Reservoir Dogs - Screening

On Seeing His Writing Come to Life for the First Time  

In the script it said, “Turn on the radio. K-Billy’s Super Sounds of the ’70s is playing, and it starts playing ‘Stuck in The Middle With You.’ I actually wrote that in the script. That’s the only music cue that was written in the script. That’s all the music we ever thought we were gonna actually be able to have or even afford. We didn’t know if we couldn’t afford that frankly to tell you the truth, but it worked out. Thank you Pat Lucas from EMI, I appreciate it to this day. She is the one that worked it out for us to get “Stuck in The Middle With You,” and charged us $15,000 for our entire music budget. I had never done a film before and I wasn’t like Sam Raimi or Robert Rodriguez that had all these home movies shot. I had never really done anything.

We had these big Mr. Blonde auditions where we would have actors come in and do the torture scene. I even told the actors that they didn’t have to use “Stuck in The Middle With You,” that they could sue anything they wanted for the audition.

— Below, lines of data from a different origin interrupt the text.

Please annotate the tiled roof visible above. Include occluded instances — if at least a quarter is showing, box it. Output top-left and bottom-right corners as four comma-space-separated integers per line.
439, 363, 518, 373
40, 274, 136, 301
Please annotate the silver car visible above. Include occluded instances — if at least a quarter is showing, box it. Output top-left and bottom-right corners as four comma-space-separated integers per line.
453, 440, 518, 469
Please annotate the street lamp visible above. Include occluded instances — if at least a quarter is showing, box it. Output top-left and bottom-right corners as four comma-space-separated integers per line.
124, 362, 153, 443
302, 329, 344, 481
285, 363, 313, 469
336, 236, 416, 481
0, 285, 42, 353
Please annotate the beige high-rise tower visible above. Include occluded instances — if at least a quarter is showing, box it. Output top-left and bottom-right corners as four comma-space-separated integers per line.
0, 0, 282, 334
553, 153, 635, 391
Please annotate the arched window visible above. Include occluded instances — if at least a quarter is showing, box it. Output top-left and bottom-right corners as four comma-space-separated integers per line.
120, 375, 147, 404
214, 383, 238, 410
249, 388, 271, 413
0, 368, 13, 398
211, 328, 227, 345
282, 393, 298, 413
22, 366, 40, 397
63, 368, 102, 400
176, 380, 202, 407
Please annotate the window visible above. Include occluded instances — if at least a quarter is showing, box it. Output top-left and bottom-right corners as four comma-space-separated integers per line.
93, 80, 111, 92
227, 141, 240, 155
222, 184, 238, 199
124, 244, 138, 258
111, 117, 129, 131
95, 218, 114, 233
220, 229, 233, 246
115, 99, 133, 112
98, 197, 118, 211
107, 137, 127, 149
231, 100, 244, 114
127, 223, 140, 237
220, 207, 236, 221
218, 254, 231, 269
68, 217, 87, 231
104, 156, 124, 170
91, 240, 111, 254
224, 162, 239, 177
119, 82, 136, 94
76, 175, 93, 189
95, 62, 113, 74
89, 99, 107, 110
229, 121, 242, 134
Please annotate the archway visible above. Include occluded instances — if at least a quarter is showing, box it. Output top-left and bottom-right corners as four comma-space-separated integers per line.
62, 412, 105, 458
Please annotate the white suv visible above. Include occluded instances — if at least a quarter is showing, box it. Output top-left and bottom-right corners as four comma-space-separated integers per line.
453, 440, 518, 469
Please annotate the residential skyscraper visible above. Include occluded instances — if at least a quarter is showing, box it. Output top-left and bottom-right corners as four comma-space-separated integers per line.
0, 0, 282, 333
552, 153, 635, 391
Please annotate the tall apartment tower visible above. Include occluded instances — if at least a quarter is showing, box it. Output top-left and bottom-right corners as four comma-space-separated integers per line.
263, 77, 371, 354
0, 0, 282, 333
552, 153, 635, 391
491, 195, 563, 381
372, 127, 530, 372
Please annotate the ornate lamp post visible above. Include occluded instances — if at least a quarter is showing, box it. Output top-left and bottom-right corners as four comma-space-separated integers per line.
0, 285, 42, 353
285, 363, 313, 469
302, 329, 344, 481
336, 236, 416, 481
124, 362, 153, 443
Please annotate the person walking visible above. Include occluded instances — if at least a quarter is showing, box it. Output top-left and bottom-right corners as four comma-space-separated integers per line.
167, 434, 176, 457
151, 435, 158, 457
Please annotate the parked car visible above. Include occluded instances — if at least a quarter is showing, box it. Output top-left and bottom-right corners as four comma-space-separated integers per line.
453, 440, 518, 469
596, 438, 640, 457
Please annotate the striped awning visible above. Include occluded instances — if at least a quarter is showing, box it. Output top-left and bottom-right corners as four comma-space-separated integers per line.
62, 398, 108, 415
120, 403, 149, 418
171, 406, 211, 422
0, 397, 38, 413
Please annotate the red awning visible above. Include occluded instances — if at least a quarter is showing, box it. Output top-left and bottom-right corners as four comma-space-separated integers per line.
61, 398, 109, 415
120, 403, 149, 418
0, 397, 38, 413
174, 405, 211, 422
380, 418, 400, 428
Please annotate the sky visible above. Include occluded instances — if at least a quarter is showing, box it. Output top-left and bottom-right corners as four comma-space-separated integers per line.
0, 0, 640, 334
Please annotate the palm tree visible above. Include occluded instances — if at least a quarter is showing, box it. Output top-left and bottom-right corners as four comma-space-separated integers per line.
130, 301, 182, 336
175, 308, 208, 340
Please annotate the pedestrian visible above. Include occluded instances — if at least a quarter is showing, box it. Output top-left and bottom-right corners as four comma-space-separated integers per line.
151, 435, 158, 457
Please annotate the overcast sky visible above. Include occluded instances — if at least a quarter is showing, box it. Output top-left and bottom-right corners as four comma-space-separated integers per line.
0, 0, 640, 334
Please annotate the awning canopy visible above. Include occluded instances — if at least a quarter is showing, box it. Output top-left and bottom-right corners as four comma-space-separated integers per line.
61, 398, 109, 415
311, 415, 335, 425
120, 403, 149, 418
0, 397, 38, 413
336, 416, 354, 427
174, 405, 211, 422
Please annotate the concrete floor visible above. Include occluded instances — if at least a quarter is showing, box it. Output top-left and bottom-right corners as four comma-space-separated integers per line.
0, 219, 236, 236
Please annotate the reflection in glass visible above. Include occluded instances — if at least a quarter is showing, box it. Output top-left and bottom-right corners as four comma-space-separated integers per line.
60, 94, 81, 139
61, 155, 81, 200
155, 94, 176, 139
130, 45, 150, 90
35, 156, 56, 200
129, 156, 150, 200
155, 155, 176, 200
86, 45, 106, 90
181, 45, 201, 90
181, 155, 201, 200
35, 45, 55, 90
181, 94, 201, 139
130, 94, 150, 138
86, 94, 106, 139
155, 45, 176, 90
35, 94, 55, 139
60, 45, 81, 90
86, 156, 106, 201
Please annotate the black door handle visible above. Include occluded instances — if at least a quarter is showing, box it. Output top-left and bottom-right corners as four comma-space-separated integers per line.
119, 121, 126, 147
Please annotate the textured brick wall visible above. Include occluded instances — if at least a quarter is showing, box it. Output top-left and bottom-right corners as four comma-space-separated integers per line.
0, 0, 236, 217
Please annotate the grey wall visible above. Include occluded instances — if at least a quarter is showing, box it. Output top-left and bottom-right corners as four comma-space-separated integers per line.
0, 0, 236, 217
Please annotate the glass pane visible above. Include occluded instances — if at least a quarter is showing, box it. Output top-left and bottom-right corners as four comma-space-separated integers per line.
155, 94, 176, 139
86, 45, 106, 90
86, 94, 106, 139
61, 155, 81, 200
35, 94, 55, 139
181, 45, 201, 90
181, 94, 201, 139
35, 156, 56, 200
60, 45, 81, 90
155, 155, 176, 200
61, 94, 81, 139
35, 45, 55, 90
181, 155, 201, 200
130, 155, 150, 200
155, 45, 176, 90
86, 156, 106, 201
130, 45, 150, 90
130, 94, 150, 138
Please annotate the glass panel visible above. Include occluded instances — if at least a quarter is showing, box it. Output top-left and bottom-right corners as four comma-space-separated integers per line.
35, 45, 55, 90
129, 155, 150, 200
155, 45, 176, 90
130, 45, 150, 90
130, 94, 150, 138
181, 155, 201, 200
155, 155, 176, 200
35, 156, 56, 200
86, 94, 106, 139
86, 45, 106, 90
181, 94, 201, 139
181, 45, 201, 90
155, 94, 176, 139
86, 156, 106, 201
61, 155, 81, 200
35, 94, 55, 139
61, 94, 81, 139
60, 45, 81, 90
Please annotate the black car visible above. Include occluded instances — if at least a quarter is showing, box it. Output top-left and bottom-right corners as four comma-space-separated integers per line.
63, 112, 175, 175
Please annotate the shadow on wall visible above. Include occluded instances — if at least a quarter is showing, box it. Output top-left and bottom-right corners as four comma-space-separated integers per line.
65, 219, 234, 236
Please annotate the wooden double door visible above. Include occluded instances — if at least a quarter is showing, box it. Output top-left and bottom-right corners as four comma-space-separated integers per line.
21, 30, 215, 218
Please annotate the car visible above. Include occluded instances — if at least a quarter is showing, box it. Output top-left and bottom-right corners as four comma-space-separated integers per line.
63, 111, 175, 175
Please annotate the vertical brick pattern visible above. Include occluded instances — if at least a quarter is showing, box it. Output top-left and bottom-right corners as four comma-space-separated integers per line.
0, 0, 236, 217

Almost everybody did “Stuck in The Middle With You,” but the very first time that an actor brought in a cassette tape player, then hit play, and “Stuck in The Middle With You” started playing and he started doing the scene, that was as close to seeing the movie before we had made it as we ever got.

When I’m saying that, I’m not saying that the guy was magnificent doing the scene or anything, but I had never seen my scenes with a piece of music. It was always in my head before. I’d never heard that song played as a scene. That was the first time I’ve ever experienced this thing that I had in my head played out in front of me. It was like we were watching the movie, and it wasn’t even the guy’s performance, it was just hearing “Stuck in The Middle With You” while he went thorough the motions of doing the scene. It was like, “Oh my God, this is amazing. This looks fantastic. This is going to be so great,” but up until then it was just a figment of my imagination. That was the first time that I’ve actually got a bit of a cause-and-effect of what it was we were gonna do.

Tarantino at the Eccles Theatre in Park City, Utah. Courtesy of the Sundance Institute. Photograph by Calvin King

On Tricking the MPAA

I always knew I was going to be using the pan. I just shot the scene of the cut-off ear so I could show it to the MPAA, and so I could take it out later. I knew it would be a little tough to get an “R,” so I threw in all the gory stuff I could in there, just so I could take it out.

On the 1990s as a Mythical Time for American Independent Filmmaking

’92 was considered a watershed year for Sundance, because there was a whole bunch of movies that opened up at Sundance. There was ours, there was In the Soup, The Waterdance, Gregg Araki’s movie The Living End, and Swoon was that year too. Sundance was my first stop and I proceeded to go on the film festival circuit for the whole next year before the movie opened. I went from barely leaving Los Angeles County to going all over the world to the Sao Paulo Film Festival, film festivals in Boston, Italy, this weird festival they used to have in Avignon, France, and Cannes. The thing is though, I spent the whole year going on the film festival circuit and most of that year was actually with a lot of the same movies that opened up Sundance.

There were so many independent movies that got a lot of attention that some of them weren’t even accepted in Sundance that year. That’s kind of how Slamdance came about, because they were saying, “Man, Laws of Gravity couldn’t even get into Sundance in ’92. If we had Laws of Gravity that would have been great.” That was the situation. Me, Neil, Allison Anders, the director Gas Food Lodging and Alex Rockwell, we all got to know each other, we’d see each other on the festival circuit. Strictly Ballroom didn’t play here but was at one festival after another with me all the time. We were going around the world together. It seemed like a real camaraderie. I actually, in my naiveté, thought that me and all these directors would be making movies for the next 25 years.

Not all of them have been able to. Even the ones that had tremendous success weren’t able to keep a 25-year career going. That’s just the way it is. It’s hard to do something like that. It’s not really the deal, actually. You work for as long as you can, and then when it’s over it’s over. It was a very exciting time and it did feel like we were all part of a collective and a movement. Particularly, I felt that when we went to foreign festivals, because every eight years there is a new hot spot in cinema, where something really exciting is going on. Maybe it’s Korea at a certain point, maybe it’s Hong Kong at a certain point, but during that time in the early ’90s, it was American independent cinema. It was the hot cinema of the world. That was what the festivals were looking for. MM

Reservoir Dogs screened on X-date in the From the Collection program at the 2017 Sundance Film Festival, held in Park City, Utah.